The new Punisher Max doesn’t connect with the rest of the Marvel Universe, but does integrate Marvel characters for The Punisher to tussle (and murder) with. Wilson Fisk is his usual self, but Aaron’s Bullseye is one of the few I’ve enjoyed reading.
The world’s greatest assassin was never a character I liked, except the issue of Daredevil where he got stabbed in the head, and the issue of Thunderbolts where he got crippled. He’s supposed to be the most evil, amoral man ever. I get that, but it doesn’t make him interesting. It makes him bland. His personality never got much deeper than “I like to kill people, especially if it’s Daredevil’s girlfriend.” He was always just so content with everything, especially after Warren Ellis’s Thunderbolts run. Ellis boiled Bullseye down to his most basic components.
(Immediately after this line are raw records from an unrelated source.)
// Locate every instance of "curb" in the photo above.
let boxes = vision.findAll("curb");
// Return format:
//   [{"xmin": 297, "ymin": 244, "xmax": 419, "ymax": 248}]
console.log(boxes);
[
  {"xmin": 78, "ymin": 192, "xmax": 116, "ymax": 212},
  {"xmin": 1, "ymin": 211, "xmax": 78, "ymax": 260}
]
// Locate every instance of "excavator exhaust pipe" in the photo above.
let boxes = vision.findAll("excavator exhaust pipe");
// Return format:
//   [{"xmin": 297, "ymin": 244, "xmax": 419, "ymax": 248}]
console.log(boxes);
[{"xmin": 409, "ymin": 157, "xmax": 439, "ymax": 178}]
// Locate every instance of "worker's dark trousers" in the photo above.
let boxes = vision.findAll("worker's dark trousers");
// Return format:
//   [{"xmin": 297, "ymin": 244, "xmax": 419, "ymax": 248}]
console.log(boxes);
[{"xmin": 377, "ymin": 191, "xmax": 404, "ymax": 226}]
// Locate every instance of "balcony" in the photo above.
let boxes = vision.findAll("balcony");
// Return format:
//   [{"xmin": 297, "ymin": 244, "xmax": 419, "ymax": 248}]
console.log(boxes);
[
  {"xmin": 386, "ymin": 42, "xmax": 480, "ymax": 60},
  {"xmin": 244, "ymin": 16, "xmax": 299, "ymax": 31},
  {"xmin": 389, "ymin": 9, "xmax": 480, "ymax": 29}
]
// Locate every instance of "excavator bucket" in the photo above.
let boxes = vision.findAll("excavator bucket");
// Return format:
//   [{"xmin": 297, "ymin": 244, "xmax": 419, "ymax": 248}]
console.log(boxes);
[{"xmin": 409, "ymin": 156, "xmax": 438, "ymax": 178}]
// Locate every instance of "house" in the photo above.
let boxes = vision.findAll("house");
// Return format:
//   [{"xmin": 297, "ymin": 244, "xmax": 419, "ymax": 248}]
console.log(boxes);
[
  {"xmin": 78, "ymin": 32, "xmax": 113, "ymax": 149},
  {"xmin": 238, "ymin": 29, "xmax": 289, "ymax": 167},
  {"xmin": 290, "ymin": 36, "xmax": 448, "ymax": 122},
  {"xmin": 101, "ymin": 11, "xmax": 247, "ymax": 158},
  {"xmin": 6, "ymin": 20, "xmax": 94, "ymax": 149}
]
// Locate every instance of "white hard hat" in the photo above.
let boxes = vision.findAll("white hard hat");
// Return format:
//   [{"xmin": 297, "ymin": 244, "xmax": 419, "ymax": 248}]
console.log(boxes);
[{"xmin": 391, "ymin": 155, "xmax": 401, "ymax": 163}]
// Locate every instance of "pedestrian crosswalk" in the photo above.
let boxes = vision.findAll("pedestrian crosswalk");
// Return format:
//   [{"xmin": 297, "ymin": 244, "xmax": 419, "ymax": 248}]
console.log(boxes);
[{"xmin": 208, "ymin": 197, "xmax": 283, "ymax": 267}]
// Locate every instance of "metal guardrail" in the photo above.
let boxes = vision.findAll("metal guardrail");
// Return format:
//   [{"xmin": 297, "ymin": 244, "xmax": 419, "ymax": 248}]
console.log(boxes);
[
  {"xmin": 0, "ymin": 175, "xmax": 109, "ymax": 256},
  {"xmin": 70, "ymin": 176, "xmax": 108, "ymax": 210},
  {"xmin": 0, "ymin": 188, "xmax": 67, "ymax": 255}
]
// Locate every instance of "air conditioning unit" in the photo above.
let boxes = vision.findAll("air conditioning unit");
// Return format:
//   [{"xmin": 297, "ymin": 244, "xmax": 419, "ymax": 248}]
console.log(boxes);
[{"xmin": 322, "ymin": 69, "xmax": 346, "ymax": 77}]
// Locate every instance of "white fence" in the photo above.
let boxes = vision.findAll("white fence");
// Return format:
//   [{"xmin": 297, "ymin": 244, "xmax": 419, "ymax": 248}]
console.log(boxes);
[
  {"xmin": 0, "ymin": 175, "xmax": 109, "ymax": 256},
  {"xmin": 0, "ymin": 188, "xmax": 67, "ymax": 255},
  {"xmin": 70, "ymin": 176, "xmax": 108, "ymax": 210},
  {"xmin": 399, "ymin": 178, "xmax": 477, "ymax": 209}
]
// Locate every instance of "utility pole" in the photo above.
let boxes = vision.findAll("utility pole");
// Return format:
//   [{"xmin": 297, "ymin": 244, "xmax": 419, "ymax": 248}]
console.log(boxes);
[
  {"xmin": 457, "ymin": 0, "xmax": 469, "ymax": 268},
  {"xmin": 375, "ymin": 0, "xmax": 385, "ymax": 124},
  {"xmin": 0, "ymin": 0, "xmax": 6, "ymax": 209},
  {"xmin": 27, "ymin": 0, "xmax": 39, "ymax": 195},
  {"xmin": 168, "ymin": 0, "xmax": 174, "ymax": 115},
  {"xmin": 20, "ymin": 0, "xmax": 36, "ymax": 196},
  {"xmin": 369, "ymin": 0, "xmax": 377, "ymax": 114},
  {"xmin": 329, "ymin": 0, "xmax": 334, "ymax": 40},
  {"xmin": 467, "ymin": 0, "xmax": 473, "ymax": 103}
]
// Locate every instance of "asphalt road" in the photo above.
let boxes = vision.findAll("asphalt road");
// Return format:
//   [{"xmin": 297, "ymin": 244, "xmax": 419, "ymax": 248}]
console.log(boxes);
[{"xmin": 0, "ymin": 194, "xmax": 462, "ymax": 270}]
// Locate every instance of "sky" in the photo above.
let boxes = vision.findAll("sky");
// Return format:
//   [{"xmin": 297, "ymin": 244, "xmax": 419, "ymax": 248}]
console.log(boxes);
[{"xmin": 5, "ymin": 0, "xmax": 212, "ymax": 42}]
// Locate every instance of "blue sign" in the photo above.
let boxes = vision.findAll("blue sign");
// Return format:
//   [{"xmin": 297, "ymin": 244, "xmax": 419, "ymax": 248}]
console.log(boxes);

The guy who lived to kill was now doing that and only that. Sure, it’s creepy when Mike Deodato’s on art, but every writer to use the character after Ellis has just been miming the same monotonous shit over and over.
Enter Jason Aaron. With an out-of-continuity universe to work in, Aaron’s made Bullseye an interesting person, and made him scarier in the process. This Bullseye might be a murdering psychopath, but he’s human too, as we watch him get more and more frustrated as he tries to get inside Frank Castle’s head. The whole “I need to become you so I can kill you” thing might seem cheesy, but Aaron pulls it off with such style, you can’t not admire it. It’s actually kind of funny when it’s not terrifying.
Steve Dillon is also doing some great work here. The facial expressions are fucking perfect. Kevin Maguire isn’t even at this level. Check out this page-
It might not look like much out of context, but that’s the greatest smile I’ve ever seen.
It’s odd that I’m raving about a comic 5/6 the way through the story, but you need to be aware of how fucking good this is. Ennis still has 50 issues of great stories over Aaron, but damn if this current incarnation isn’t on its way to being the best Punisher comic ever.